Grand Ole Opry
Friday 20th June 2014
Titles are approximate
Brand New Day – Jeannie Sealey
You Can Lie – The SteelDrivers
Ghosts of Mississippi – The SteelDrivers
Tennessee Waltz – Jean Shepard
Ode to Billie Joe – Jeannie Sealey
Love Leaves No- Jim Ed Brown
Oh, I’m Ready – Bryan White
What I Already Know – Bryan White
Walk On – The Isaacs
Splendor of Heaven – The Isaacs
The Three Bells – Jim Ed Brown & The Isaacs
Bubba Garcia’s – Bill Anderson
Foggy Mountain Top- Jesse McReynolds
Okeechobee Wind – Jesse McReynolds
I Heard That Voice (Aisle 5) – Mo Pitney
Country – Mo Pitney
Too Country – Bill Anderson
(Yodel) -Riders In The Sky
Little Rock – Collin Raye
Galveston – Collin Raye
Boston (instrumental) – The Willis Clan
What You Gonna Do When The Power Is Gone – The Willis Clan
Red River Valley – Riders In The Sky
Happy Trails – Riders In The Sky
We knew virtually nothing about the Grand Ole Opry. Of course we knew its reputation, we had seen extracts of performances, we knew it was live radio, we knew it was a must-see event. But as far as we knew it was still in the Ryman Auditorium in downtown Nashville. It is in the winter too, but for most of the year it’s in its own huge purpose built theatre, and has been for decades. It’s a fifteen minute $25 high speed Interstate drive too, terrifyingly so coming back where the driver stayed on his cell phone the entire way, shouting in an African language I didn’t recognize, driving with one hand, except when he made a second call and when he picked his nose which was on a busy five lane section at 70 mph. They were both no hands moments.
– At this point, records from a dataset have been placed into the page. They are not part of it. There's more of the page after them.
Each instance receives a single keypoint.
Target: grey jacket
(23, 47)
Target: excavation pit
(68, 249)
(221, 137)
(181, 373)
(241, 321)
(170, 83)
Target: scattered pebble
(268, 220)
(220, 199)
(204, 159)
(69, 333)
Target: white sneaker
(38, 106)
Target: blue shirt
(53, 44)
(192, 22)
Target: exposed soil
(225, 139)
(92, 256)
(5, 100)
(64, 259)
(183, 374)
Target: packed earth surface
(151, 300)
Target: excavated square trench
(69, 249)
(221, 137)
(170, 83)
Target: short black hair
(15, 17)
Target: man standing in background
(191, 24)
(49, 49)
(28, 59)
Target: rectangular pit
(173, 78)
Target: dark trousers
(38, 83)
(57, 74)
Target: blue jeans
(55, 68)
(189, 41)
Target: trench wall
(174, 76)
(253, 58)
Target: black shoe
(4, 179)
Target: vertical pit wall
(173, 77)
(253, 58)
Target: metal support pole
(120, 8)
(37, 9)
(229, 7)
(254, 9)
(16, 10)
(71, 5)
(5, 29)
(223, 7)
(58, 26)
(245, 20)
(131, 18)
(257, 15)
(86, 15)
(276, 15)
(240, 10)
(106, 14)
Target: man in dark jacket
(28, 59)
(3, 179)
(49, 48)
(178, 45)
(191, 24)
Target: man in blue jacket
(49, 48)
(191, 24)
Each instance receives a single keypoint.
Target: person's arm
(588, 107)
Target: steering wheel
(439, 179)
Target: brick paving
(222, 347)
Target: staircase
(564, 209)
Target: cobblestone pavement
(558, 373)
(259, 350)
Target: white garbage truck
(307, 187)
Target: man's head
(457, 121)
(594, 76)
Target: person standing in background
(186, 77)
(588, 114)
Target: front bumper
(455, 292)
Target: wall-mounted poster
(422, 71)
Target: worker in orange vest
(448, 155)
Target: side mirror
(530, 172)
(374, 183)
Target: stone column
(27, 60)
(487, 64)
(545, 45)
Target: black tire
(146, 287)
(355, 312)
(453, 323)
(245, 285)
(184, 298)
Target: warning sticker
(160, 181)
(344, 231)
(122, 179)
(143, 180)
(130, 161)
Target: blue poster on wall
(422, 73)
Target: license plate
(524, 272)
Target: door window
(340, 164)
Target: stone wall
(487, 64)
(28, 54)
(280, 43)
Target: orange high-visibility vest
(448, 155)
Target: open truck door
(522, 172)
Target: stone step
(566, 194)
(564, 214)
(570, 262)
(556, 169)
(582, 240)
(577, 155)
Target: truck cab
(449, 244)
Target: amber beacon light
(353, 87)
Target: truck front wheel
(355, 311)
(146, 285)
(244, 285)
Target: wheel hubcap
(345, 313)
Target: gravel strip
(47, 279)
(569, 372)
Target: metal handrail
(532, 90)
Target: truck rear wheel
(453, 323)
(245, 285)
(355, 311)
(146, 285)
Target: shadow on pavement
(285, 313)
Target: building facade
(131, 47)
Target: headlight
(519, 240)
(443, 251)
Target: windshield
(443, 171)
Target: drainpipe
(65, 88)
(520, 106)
Cascades: Gaylord Opry Resort
The ride out was mercifully normal though. When you get there, you have the Opry Mills, the biggest retail outlets mall I have ever seen. Literally miles of brand name shops all advertising alleged discounts of 30% to 50%. Yes, I know, they double the price then take 50% off. If you wish to avoid the massive food courts, you are advised to go to the neighbouring Gaylord Opry Resort, about a mile across the car parks in 93 degree heat. This is a hotel on the scale of the larger end of Las Vegas proportions, with waterfalls and gardens in its several lobbies. It’s bigger than many Las Vegas properties too with the added delight of no casino. They must not know that “gaylord” is the teenage homophobic insult in Britain, one which when thrown could mean a spell of “gender re-education”. Or maybe they do, because it’s not printed on the T-shirts, though it is printed on the napkins in the bar. That’s the only place in three weeks in America where someone blatantly tried to short change us $10 too. But the restaurant was good with traditional ludicrously large portions, and there was a free shuttle bus through the sudden thunderstorm back to the Grand Ole Opry itself.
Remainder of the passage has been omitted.